Instruction
1
Sit on the floor, right leg pull and the sock put on left hip. On the inhale, push the left palm on the knee, sending him to the floor. If the right hand you will hold the toes of the left foot, at the same time will affect the ankle that useful to you in the future for a more comfortable stay in the pose of Lotus. Do the exercise on the right leg.
2
Sit on your buttocks, place the heel along the hips, sending your knees forward. On the inhale, lean back and lean on something on the forearm. If such a situation is given to you easily, continue to fall on the floor.
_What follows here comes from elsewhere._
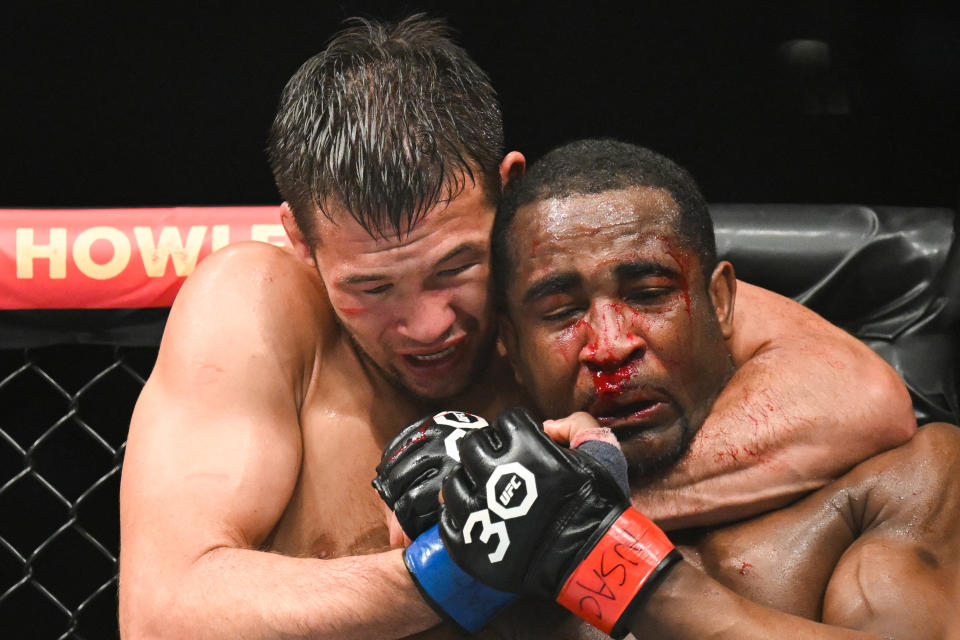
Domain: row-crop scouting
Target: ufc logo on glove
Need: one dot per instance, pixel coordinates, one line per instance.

Hold a comfortable level for 1.5 minutes. Then climb gently above the floor. Exhaling, lean forward, put your head on the floor and relax.
3
Sit, having connected feet together, knees down to the floor. Exhaling, bend forward, extend hands in front of him and put the hands on the floor. Try to relax so you can stretch the body as low as possible and fully open the joints of the hips. Stretch for 2 minutes. On the inhale slowly begin to straighten up.
4
Go sit in previous position. Lift the right leg off the floor and put it on the left. Exhale down the body to floor and relax. After 3 minutes on the inhale straighten up and make the switch. Repeat the exercise.
5
Now that you are well stretched legs and opened joints, you can start this asana Lotus. Sit up straight, legs pull ahead. Bend your right knee and place the toe on the thigh of the left leg. Bend your second knee, grasp the sock and pull it toward you, trying to hold on to the right thigh. Perhaps the first few days of these manipulations will be given to you with difficulty, and you will make a movement through pain. But soon you will notice that each time your body easier taking the position of the Lotus.